Fresh Batch #88: Are Etruscans and Phoenicians Indigenous to Italy?
Phenotypes, Urnfields, and Artifacts Prove There Was No Mass Migration Into Italy from the East or North
The phenotype of my ancient Roman family (allegedly descended from Alba Longa), whose name is Etruscan, is clearly not from the Orient. Grant wrote (The Etruscans, p. 78), “A large element in the culture of Italy and Etruria during the centuries before and after 1000 BC has a central European rather than an east European appearance. In other words these features, it has been argued, may have arrived in Etruria at about that time, not from the east, across the Ionian (Adriatic) Sea, but from the north across the Alps. This must be true, in particular, of the introduction of cremation tombs (in contrast to the inhumation rite which had previously been universal). In these tombs the ashes were contained in cinerary urns arranged in cemeteries known as urnfields (the earliest Etruscan urn-fields were concentrated in the Tolfa-Allumiere region; Potter, pp. 48f), of which the Italian examples present an unmistakable analogy with the urnfields of the Danubian area that have given their name to a whole great second millennium urnfield culture, based on the control of vital commodities such as copper (which these central Europeans were experts at working) and salt. The cremation tombs of Etruria seem to reflect the influence of this civilization.”

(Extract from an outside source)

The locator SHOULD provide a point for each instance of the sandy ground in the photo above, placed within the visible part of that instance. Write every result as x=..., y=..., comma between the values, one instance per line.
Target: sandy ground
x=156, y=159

Grant also noticed the difficulty in proving that the Etruscans migrated from north (Ib. p. 80), “The northern elements in central Italian life weaken still further the belief that there was a mass migration into Etruria from the east in the last centuries of the second millennium BC. Do they, however, suggest that there was a mass migration from the north, across the Alps, as well or instead? Once again, this is scarcely likely. There is the usual peril of deducing ethnic movements from customs, and the further difficulty of envisaging such a mass operation. And, thirdly, although cremation in urnfields prevailed across the Alps, it is by no means certain that this was the route by which the practice reached Italy, owing to the disconcerting fact that it seems to have spread through the peninsula from south to north. In conclusion, then, there is no clear evidence for a mass migration into Etruria just before or after the end of the second millennium BC, either from the east or from the north.”
This leaves two options, either they settled that region by maritime endeavors from some advanced culture like the Phoenicians, or they are original Europeans who were indigenous to Italy and became an advanced maritime culture on account of their location, a culture that is now referred to as the Phoenicians. I suspect the latter. According to Cristofani (Etr., p. 75), cited by Grant, “Though language does not necessarily coincide with race or racial movements, the presence of many Italian loan-words and names in Etruscan suggests that the Etruscan language was at home in Italy for some time before c. 700 BC.”